For Dr. Gwendolyn Poles, sickle cell disease has served as a daily reminder that many health conditions disproportionately impact people of color. Born with sickle cell disease, the retired physician from Harrisburg, Pa., has made it her lifelong mission to increase awareness and resources for the blood disorder that largely affects African-Americans in the U.S.
The work of organizations like the South Central Pennsylvania Sickle Cell Council, which Dr. Poles helped co-found in the 1990s, has taken on greater importance during the current pandemic.
Because sickle cell patients are at higher risk of developing severe complications from COVID-19, many are staying home and forgoing in-person treatment, according to media reports
When people have sickle cell disease, their red blood cells bend into a sickle shape. This causes the red blood cells to pile up inside blood vessels and prevents the normal delivery of oxygen throughout the body.
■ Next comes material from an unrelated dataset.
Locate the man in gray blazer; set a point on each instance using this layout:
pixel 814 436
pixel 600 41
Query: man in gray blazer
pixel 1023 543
It can lead to pain, bone deterioration, strokes, and organ failure, but regular medical care can help keep the disease at bay. Unfortunately, sickle cell disease also makes it difficult to fight off infections, which leaves patients particularly vulnerable to COVID-19.
Enter the South Central Pennsylvania Sickle Cell Council, which provides a host of support services for sickle cell patients in 26 Pennsylvania counties. These services include providing transportation to doctors’ appointments, support groups, patient education, and helping patients adhere to their prescribed medication and treatment plans.
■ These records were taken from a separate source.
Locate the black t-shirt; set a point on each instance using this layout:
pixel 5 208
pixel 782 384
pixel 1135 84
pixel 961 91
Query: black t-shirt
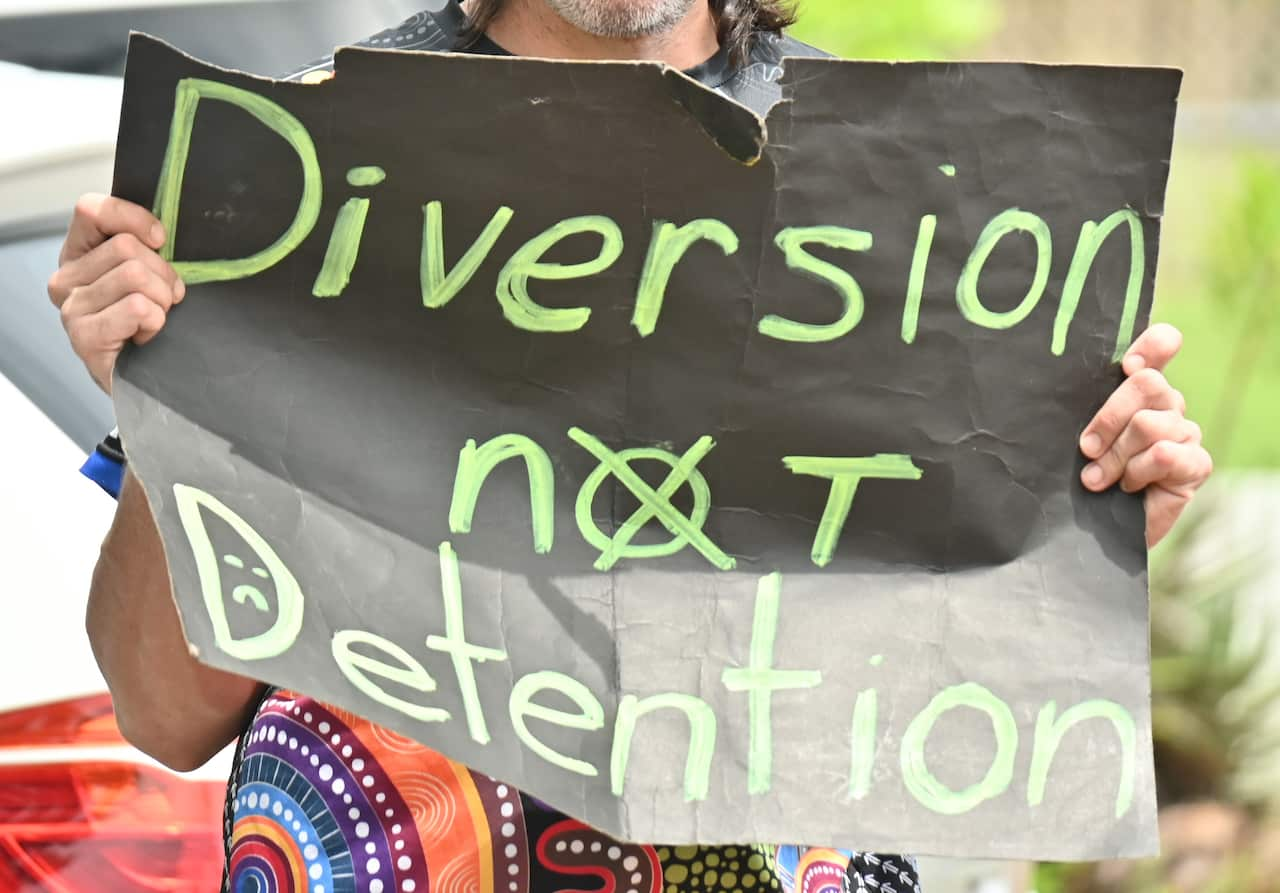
pixel 320 800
While acknowledging the challenge COVID-19 has presented, Dr. Poles said the Council and its partnership with Penn State Health has helped keep many local sickle cell patients connected to their physicians through telemedicine.
Historically, research and resources for sickle cell disease has been chronically underfunded, but Dr. Poles said new treatments in recent years give her reason for optimism.
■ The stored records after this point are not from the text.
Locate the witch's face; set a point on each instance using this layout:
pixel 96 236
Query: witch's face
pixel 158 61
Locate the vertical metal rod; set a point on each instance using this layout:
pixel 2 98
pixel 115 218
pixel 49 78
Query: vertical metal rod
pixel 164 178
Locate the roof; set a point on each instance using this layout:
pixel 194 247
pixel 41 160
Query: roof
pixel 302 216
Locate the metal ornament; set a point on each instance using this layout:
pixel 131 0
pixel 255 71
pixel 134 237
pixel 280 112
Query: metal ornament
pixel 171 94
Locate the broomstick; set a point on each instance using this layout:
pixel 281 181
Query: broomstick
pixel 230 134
“The unfortunate underlying truth is because it predominantly affects people of color, particularly African-Americans, getting attention, research, and resources has been a very challenging issue,” Dr. Poles said. “When I was growing up, there wasn’t much knowledge about the disease – even the medical community.
“When I was growing up, there were literally no treatments other than controlling the pain and monitoring for organ damage. Luckily, there are a number of options today.”
Two potentially transformative drugs for sickle cell were approved in late 2019 by the FDA. There is also hope that gene therapies, which are currently going through clinical trials, may present another breakthrough in the coming years.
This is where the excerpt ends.